Jeudi, une centaine de chauffeurs VTC s’étaient rassemblés à l’appel de l’UNSA-VTC devant les locaux de Chauffeur privé à Issy les Moulineaux (Hauts-de-Seine), où ils avaient accroché des mannequins pendus par une cravate rouge pour exprimer leur colère envers leurs plateformes partenaires. “Je veux vivre dignement”, “Je ne suis pas un esclave mais un entrepreneur”, “30 minutes (de travail) pour 6 euros, ça vous dit ?” : les poupées géantes affichaient des messages exprimant le ras-le-bol des chauffeurs, rassemblés dans le calme autour d’un barbecue.

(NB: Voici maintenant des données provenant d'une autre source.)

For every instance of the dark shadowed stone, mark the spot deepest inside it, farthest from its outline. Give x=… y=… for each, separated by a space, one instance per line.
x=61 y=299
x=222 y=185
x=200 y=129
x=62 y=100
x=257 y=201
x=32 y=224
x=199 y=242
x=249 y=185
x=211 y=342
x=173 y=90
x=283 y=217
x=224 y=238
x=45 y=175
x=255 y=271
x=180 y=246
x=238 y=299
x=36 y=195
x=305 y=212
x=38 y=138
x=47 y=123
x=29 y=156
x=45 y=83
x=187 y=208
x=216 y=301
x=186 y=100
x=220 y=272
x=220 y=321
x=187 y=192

Ces chauffeurs reprochent à Chauffeur privé comme aux autres plateformes numériques, l’Américain Uber en tête, leurs pratiques tarifaires au rabais et arbitraires. Elles les obligent notamment à leur reverser une importante commission mais fixent les tarifs des courses à des taux horaires très bas alors qu’ils ont théoriquement un statut d’indépendant. “60 euros bruts gagnés hier pour une course de deux heures avec une commission de 22% ! “, s’est insurgé l’un d’entre eux. “Je suis perdant avec le crédit de la voiture, le gasoil, l’assurance, les abonnements téléphone…plus de 1 000 euros de frais par mois” et “tout ça pour des miettes”, témoignait un de ses collègues de Seine-Saint-Denis qui s’est lancé il y a huit mois.